# The Ubuntu Forum Community > Ubuntu Specialised Support > Virtualisation > [ubuntu] How To: Install CorelDraw/ Corel Draw on Ubuntu with VirtualBox [Tutorial]

## u18b

I wrote this for future Corel Draw users Searching the Forum and Archives-----

When I was making the switch to Unbuntu, giving up Corel Draw (sometimes called CoreDraw) for Windows was my last major commitment to the Microsoft operating system.   If I could just find a way to do Corel Draw adequately in Ubuntu, then I would be a 98% Unbuntu user- and I would be happy, happy, HAPPY!

So after searching the Unbuntu archives and Googling, I found I was not alone.  LOTS of people use Corel Draw.  What I discovered after MUCH searching was there was no easy answer in the archives-  lots of people asked questions, but I could find no adequate answer.  

Well, as a dedicated Corel Draw user, my persistence paid off.  I'm now running Corel Draw as I always did.   And since I found a wonderful answer, I wanted to make this tutorial so others searching could find this and receive help.  If you're reading this, I assume you also are a dedicated Corel Draw user and want to get it running in Ubuntu.

First- Others will say, “try the Linux options.”  But as of the time of this writing, they are NOT ready for prime time- at least not for Corel Draw files.  I have spent YEARS making Corel Draw files and publishing many of them in magazines (I've published almost 100 articles in magazines).  I'm not ready to give up on all my Corel Draw files yet.  Please don't tell me how good Linux art programs are.
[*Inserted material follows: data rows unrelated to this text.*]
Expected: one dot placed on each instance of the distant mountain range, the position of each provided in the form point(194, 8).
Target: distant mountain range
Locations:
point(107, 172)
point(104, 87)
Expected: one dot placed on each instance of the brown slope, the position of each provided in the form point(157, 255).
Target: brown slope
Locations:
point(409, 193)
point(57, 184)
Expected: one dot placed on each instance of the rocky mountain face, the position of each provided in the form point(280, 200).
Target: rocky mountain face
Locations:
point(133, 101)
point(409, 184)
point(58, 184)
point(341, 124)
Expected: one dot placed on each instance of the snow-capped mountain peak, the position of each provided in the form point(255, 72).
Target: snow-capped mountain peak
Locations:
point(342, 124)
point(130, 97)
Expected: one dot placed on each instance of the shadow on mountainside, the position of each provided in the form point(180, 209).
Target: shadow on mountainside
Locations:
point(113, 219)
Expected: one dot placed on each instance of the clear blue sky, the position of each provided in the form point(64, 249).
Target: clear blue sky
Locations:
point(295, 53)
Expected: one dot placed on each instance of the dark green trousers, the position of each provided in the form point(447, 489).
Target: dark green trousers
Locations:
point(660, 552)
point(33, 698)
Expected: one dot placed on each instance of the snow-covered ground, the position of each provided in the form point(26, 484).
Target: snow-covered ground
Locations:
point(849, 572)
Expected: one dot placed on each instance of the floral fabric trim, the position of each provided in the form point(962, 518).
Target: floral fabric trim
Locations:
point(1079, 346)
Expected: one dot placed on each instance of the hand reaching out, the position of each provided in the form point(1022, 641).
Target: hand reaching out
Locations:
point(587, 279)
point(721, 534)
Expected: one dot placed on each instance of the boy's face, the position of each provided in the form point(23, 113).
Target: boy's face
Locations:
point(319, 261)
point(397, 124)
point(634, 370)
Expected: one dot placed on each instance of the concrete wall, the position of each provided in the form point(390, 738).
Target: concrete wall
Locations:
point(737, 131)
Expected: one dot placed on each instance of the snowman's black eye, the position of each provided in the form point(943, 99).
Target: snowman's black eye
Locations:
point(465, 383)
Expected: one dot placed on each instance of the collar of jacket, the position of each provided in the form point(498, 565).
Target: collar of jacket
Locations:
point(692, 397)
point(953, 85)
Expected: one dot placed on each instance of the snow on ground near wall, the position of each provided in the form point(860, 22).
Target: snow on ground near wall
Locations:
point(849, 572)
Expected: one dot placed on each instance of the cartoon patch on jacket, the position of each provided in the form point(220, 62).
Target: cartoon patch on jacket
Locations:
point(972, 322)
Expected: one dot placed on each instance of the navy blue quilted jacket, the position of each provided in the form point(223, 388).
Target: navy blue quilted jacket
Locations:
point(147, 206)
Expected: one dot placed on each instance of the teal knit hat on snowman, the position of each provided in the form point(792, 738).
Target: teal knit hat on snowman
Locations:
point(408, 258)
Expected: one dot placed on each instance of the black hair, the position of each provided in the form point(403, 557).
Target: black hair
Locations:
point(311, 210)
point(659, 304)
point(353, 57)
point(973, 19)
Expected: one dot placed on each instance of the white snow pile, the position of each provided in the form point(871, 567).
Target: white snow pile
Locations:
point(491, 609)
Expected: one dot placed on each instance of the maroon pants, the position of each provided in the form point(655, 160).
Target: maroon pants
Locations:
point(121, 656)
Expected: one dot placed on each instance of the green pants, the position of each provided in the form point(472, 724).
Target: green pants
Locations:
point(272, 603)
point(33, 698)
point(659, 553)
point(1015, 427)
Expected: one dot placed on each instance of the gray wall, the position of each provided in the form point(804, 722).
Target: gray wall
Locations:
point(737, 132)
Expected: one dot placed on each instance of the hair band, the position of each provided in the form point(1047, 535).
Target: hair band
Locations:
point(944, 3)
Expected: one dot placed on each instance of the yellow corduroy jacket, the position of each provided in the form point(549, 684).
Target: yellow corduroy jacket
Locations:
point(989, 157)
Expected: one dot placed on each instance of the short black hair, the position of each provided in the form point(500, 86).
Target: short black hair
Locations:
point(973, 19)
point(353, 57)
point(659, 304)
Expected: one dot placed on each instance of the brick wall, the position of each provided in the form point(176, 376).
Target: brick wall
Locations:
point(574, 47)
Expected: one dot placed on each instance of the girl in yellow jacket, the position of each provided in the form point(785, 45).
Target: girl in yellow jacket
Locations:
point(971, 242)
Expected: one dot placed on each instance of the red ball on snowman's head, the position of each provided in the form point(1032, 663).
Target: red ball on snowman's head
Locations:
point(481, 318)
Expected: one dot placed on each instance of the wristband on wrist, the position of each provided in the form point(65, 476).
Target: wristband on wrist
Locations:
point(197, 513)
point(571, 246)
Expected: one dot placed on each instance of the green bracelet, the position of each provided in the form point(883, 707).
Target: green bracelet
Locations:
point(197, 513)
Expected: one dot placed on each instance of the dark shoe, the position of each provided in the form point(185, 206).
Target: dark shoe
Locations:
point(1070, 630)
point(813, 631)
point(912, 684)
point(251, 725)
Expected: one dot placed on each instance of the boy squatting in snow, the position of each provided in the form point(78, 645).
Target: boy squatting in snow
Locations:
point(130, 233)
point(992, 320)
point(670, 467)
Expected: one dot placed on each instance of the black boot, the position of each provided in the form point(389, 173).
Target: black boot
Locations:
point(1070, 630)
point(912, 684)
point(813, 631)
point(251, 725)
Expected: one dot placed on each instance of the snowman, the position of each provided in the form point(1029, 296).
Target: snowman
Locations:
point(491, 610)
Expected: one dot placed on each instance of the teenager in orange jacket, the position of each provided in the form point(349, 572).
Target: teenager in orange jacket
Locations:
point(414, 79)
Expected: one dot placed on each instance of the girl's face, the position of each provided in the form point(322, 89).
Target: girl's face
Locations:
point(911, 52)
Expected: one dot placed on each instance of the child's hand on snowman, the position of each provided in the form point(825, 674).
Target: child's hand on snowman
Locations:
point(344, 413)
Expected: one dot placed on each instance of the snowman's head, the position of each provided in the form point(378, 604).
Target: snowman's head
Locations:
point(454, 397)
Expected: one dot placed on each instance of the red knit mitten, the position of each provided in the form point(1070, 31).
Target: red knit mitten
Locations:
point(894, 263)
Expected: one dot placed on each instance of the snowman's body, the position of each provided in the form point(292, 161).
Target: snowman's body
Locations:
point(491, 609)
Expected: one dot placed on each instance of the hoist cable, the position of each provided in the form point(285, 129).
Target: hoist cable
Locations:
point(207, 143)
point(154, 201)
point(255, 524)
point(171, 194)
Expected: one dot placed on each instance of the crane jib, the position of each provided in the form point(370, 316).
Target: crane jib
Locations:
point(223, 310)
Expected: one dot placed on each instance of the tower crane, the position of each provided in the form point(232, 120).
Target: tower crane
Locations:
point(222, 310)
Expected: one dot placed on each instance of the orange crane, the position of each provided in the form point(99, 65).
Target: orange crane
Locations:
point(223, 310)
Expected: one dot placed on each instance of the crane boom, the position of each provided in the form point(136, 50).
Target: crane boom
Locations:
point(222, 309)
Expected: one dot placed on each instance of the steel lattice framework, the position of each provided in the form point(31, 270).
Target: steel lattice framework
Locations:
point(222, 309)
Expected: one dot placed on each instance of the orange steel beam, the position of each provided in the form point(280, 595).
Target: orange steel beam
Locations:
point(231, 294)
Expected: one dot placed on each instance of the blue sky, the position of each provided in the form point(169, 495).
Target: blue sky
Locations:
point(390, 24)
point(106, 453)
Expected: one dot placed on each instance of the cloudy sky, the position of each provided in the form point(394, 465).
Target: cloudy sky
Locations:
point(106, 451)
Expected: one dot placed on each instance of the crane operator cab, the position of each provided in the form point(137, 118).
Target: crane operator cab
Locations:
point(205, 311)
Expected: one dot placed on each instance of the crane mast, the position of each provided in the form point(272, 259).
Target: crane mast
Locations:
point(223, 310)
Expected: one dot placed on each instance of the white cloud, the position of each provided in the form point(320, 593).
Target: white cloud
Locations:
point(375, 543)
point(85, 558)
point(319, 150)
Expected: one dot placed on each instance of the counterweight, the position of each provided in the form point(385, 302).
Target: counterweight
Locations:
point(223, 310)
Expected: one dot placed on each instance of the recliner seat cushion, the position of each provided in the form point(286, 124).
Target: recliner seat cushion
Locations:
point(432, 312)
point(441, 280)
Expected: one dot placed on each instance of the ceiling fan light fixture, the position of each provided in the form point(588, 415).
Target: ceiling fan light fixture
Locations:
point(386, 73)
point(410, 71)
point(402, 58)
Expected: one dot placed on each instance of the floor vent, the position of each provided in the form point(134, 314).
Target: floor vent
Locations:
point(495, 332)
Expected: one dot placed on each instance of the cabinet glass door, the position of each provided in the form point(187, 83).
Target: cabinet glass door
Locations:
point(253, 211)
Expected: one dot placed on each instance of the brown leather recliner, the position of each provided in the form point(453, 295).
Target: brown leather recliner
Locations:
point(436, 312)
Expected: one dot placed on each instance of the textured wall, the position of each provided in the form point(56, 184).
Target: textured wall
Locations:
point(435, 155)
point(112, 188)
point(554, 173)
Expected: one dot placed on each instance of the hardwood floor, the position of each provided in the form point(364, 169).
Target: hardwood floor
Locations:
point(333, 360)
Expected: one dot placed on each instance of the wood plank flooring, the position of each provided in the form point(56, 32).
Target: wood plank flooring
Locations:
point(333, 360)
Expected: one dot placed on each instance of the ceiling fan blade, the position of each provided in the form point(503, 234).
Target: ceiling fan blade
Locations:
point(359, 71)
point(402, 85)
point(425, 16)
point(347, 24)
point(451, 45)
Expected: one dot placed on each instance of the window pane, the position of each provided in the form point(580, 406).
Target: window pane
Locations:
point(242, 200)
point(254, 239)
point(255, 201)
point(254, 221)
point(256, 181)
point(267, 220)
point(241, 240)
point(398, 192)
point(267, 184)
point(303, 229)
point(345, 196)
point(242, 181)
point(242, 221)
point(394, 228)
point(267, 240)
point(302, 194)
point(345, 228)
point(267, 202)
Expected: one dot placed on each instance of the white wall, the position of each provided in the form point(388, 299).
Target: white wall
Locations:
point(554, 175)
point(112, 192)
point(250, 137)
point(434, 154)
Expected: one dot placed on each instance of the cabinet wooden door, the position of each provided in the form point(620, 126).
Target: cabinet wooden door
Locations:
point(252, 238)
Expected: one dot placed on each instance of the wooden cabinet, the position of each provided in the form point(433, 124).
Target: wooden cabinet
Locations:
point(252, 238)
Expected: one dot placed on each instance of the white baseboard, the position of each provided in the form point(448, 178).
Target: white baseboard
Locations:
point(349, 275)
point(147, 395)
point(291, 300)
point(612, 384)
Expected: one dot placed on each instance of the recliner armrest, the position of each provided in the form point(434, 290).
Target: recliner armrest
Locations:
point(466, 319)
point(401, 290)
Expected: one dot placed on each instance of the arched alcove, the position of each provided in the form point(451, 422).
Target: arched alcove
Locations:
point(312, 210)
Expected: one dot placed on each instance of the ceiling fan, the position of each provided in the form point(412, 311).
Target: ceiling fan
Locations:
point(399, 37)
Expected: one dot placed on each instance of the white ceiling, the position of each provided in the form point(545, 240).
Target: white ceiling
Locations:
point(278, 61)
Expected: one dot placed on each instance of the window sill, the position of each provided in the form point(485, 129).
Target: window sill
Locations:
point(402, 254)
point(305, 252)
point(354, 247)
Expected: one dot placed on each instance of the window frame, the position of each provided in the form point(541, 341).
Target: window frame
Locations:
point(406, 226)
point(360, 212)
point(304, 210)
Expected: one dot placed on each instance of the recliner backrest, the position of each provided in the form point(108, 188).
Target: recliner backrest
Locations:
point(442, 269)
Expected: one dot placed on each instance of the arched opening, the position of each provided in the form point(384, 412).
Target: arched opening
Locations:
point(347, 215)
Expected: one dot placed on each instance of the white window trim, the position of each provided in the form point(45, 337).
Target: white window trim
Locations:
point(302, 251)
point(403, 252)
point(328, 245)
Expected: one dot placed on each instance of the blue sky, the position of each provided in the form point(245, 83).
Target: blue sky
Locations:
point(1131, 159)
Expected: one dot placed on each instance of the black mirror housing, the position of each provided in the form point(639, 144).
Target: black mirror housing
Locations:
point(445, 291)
There are some very good vector art programs for Ubuntu, but they don't read Corel Draw files.

*Then I discovered SK1.* 
http://sk1project.org/

WOW!!!!!!     I'm excited!  SK1 is a program being developed for Linux that will open Corel Draw files.   WhoooHooooo!!!!    But at the time of this writing (summer 2008}, SK1 is still a promise and developing (and too slowly for my taste- the last updated minor build revision was February – six months ago).  SK1  is not finished.    It must be compiled.  At this date, there is no version that I know of that one may find in a Ubuntu repository.  Downloading source code and compiling it is just not for me.  (I know, call me a wimp).  That's OK for experienced users, but not OK for newbies.  For now, SK1 remains on the “one day hopefully” list.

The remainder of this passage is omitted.